Implementation:LMCache LMCache Offload Server Interface
| Knowledge Sources | |
|---|---|
| Domains | KV Cache, Offloading |
| Last Updated | 2026-02-09 00:00 GMT |
Overview
OffloadServerInterface is an abstract base class defining the contract for KV cache offload server implementations.
Description
This interface establishes two abstract methods that all offload server implementations must provide: offload for triggering cache data offload given a set of hashes, slot mappings, and offsets, and close for resource cleanup. The interface is intentionally minimal to allow different transport backends (such as ZMQ or shared memory) to implement the offload logic in their own way. Offloading moves KV cache data from GPU to a secondary storage tier managed by the LMCache engine.
Usage
Use this interface as the base class when implementing a new offload server transport.

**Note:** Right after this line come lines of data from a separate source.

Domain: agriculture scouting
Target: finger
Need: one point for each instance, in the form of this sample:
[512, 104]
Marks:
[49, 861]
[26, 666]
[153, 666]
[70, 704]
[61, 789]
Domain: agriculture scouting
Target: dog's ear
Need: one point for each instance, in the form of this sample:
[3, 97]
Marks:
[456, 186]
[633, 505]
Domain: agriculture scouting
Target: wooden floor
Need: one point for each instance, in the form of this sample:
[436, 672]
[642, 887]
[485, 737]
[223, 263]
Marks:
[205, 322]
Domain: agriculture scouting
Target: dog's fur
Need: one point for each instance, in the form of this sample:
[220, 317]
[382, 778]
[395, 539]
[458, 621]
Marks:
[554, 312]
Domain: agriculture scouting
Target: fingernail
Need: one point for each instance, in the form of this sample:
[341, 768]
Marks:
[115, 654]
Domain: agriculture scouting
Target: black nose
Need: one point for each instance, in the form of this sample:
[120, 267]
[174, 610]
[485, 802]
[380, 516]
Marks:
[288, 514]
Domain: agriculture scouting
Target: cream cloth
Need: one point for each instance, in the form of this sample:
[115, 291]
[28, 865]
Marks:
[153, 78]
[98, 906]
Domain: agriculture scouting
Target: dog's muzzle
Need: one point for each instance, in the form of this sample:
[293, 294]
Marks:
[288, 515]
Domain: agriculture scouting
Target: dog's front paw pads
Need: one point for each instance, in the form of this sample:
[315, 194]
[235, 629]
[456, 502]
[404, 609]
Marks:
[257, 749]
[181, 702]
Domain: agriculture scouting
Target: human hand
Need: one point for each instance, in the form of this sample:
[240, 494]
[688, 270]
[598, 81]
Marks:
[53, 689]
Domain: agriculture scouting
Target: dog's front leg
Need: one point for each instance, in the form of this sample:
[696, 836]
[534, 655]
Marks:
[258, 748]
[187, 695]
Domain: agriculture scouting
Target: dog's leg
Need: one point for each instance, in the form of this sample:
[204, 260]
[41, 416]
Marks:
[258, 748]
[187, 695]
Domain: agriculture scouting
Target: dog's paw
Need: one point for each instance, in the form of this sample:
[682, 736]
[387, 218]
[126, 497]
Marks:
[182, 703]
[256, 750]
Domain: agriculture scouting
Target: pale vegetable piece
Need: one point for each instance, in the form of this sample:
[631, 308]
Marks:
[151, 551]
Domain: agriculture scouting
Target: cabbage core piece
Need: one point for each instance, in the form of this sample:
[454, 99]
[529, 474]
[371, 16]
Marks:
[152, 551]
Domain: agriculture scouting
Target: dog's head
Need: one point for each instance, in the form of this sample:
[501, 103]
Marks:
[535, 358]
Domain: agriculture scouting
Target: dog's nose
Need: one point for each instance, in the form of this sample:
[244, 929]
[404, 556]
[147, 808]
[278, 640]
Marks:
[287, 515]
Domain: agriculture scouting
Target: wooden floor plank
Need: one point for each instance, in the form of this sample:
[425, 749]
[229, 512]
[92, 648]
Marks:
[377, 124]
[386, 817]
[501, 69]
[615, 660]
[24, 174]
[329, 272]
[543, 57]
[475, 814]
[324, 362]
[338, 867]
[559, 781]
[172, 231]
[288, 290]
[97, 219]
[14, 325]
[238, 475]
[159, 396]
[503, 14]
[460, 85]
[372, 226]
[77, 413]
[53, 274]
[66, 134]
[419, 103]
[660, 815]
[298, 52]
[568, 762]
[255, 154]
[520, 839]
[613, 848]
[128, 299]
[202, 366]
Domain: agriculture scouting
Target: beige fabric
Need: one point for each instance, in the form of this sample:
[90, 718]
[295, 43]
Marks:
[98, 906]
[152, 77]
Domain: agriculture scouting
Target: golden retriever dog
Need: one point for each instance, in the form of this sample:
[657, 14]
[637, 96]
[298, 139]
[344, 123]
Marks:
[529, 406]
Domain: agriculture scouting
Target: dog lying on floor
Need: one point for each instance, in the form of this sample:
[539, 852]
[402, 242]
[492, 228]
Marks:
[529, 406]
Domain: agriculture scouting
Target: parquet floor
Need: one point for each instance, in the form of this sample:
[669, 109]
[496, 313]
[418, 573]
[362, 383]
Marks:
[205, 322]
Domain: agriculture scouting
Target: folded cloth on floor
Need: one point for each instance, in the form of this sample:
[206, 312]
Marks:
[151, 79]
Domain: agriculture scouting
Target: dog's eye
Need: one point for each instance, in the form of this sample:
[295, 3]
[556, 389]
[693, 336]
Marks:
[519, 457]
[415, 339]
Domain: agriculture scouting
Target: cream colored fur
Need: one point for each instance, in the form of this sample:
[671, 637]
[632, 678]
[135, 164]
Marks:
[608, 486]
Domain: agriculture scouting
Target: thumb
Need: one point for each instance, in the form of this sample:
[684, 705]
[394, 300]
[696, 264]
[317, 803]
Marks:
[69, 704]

Consumers should program against this interface to remain decoupled from specific transport implementations.
Code Reference
Source Location
- Repository: LMCache
- File: lmcache/v1/offload_server/abstract_server.py
- Lines: 1-37
Signature
class OffloadServerInterface(metaclass=abc.ABCMeta):
@abc.abstractmethod
def offload(
self,
hashes: List[int],
slot_mapping: List[int],
offsets: List[int],
) -> bool: ...
@abc.abstractmethod
def close(self) -> None: ...
Import
from lmcache.v1.offload_server.abstract_server import OffloadServerInterface
I/O Contract
Inputs
| Name | Type | Required | Description |
|---|---|---|---|
| hashes | List[int] | Yes | The chunk hashes identifying the data to offload |
| slot_mapping | List[int] | Yes | The slot IDs of the data in GPU memory to offload |
| offsets | List[int] | Yes | Number of tokens in each block being offloaded |
Outputs
| Name | Type | Description |
|---|---|---|
| offload result | bool | Whether the offload operation was successful |
Usage Examples
from lmcache.v1.offload_server.abstract_server import OffloadServerInterface
# Implement a custom offload server
class MyOffloadServer(OffloadServerInterface):
def offload(self, hashes, slot_mapping, offsets) -> bool:
# Custom offload logic
return True
def close(self) -> None:
# Clean up resources
pass
server = MyOffloadServer()
success = server.offload(hashes=[123, 456], slot_mapping=[0, 1], offsets=[256, 256])
server.close()